What a lot of critics of the US fail to appreciate is that despite our
mistakes and egregious hubris, we DO learn. There is an incredible reservoir
of good will and idealism in the American people, and an extraordinary
amount of variety in this country. We are less tradition-bound than many
other societies, and more apt to learn and change. Of course, one would like
to see this ability show itself with more alacrity -- especially given the
enormous and now dominant military power we have -- but I still would place
my bets on this being the country that most advances human civilization over
the next fifty years or so. This does not mean that we will or can do so
alone: the world would greatly benefit from a cooperative effort amongst
many peoples. We are in difficulty, right now -- no doubt about it. The
executive branch of our government has been overtaken by Christian
fundamentalism, but this is a temporary situation. The markers of the
failure of their vision are beginning to manifest themselves.

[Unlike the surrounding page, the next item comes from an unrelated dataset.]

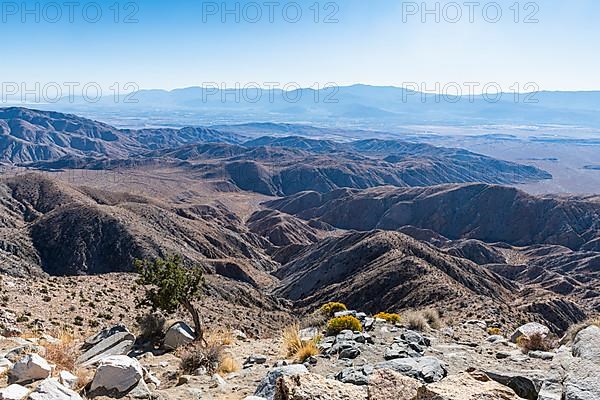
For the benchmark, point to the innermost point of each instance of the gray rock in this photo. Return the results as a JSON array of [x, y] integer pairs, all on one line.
[[13, 392], [256, 359], [117, 374], [355, 375], [415, 337], [309, 333], [403, 350], [529, 329], [103, 334], [119, 343], [346, 313], [51, 389], [179, 334], [526, 387], [350, 353], [426, 369], [266, 388], [587, 344], [542, 355], [495, 338]]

I would hope that our European friends and all others would hold on,
maintain a helpful dialog with the US, and keep the doors open to a healthy
cooperation and mutual education.
> -----Original Message-----
> From: email@example.com [mailto:firstname.lastname@example.org]On Behalf
> Of Jeremy Bradley
> Sent: Thursday, December 05, 2002 6:13 AM
> To: email@example.com
> Subject: Re: Why Europe is so Contrary
> Snip..........Kenneth wrote
> >You 're getting panaroid folks !
> >And like 9/ 11 indicates you have good reasons to be, but don 't
> >compare Europe to your home country, we' re different and I like
> >it to stay it that way.
> >Maybe we're in the wrong and the future will tell, but don 't try
> >to get us hooked on the terrorism- meme.

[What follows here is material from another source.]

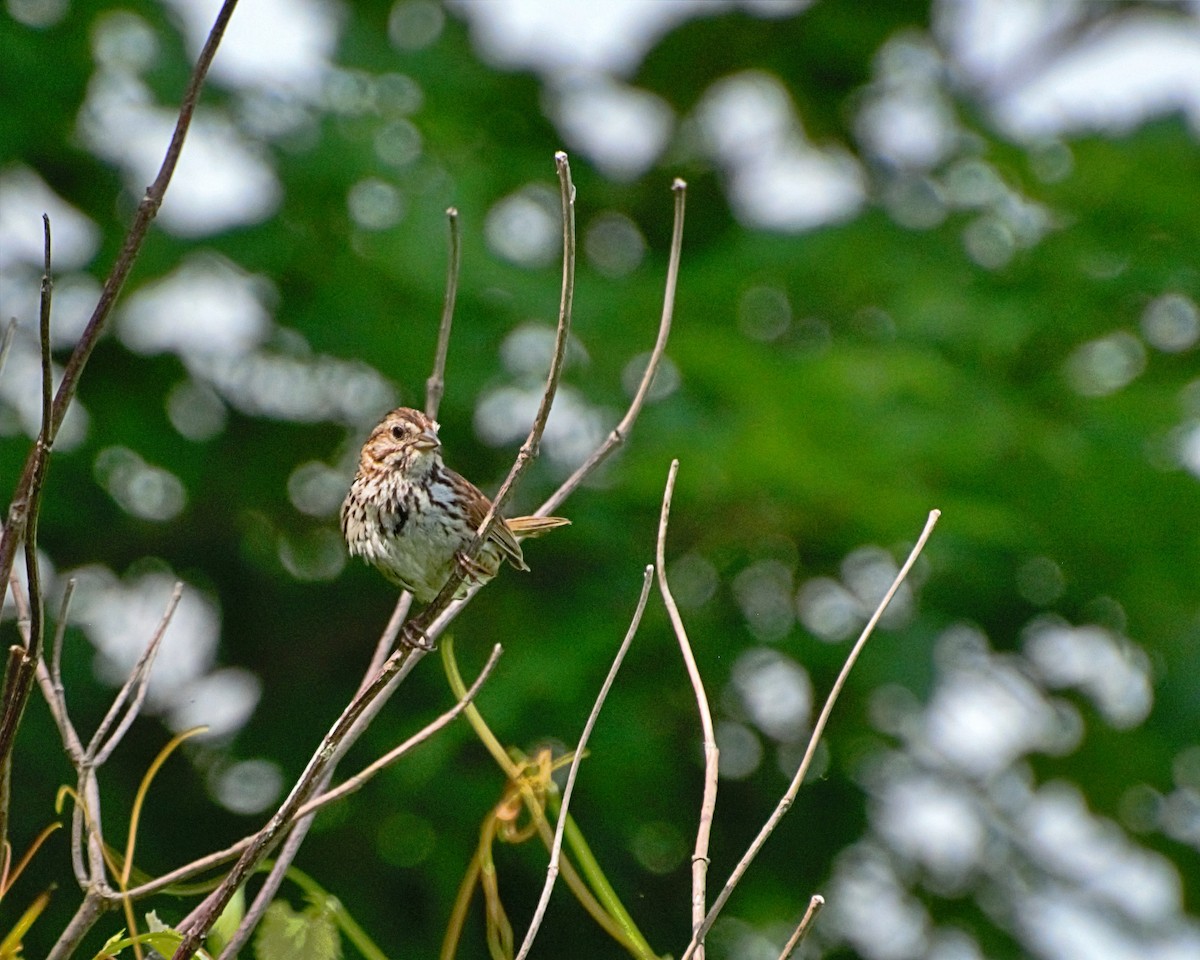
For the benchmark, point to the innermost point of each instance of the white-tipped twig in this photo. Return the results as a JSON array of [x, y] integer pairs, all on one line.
[[817, 730], [802, 928], [10, 330], [132, 694], [557, 846], [436, 384], [619, 432], [371, 696], [708, 802]]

> >Denile maybe works for us, let us be !
> >Fights your wars, but leave us out of them.
> Yes folks
> What Kenneth has expressed here is the way world thought is going. Is this
> meme evolving from 'Europe is Being Contrary' to 'The US is Being
> Contrary'? With world opinion swinging against Dubya and his hawks, it
> would seem reasonable, should we wish to further study this case (and I
> think that it is getting better as a case study of memetics all the time),
> that we change the thread name to 'Why USAnia is so Contrary'.
> This was distributed via the memetics list associated with the
> Journal of Memetics - Evolutionary Models of Information Transmission
> For information about the journal and the list (e.g. unsubscribing)
> see: http://www.cpm.mmu.ac.uk/jom-emit
This was distributed via the memetics list associated with the
Journal of Memetics - Evolutionary Models of Information Transmission
For information about the journal and the list (e.g. unsubscribing)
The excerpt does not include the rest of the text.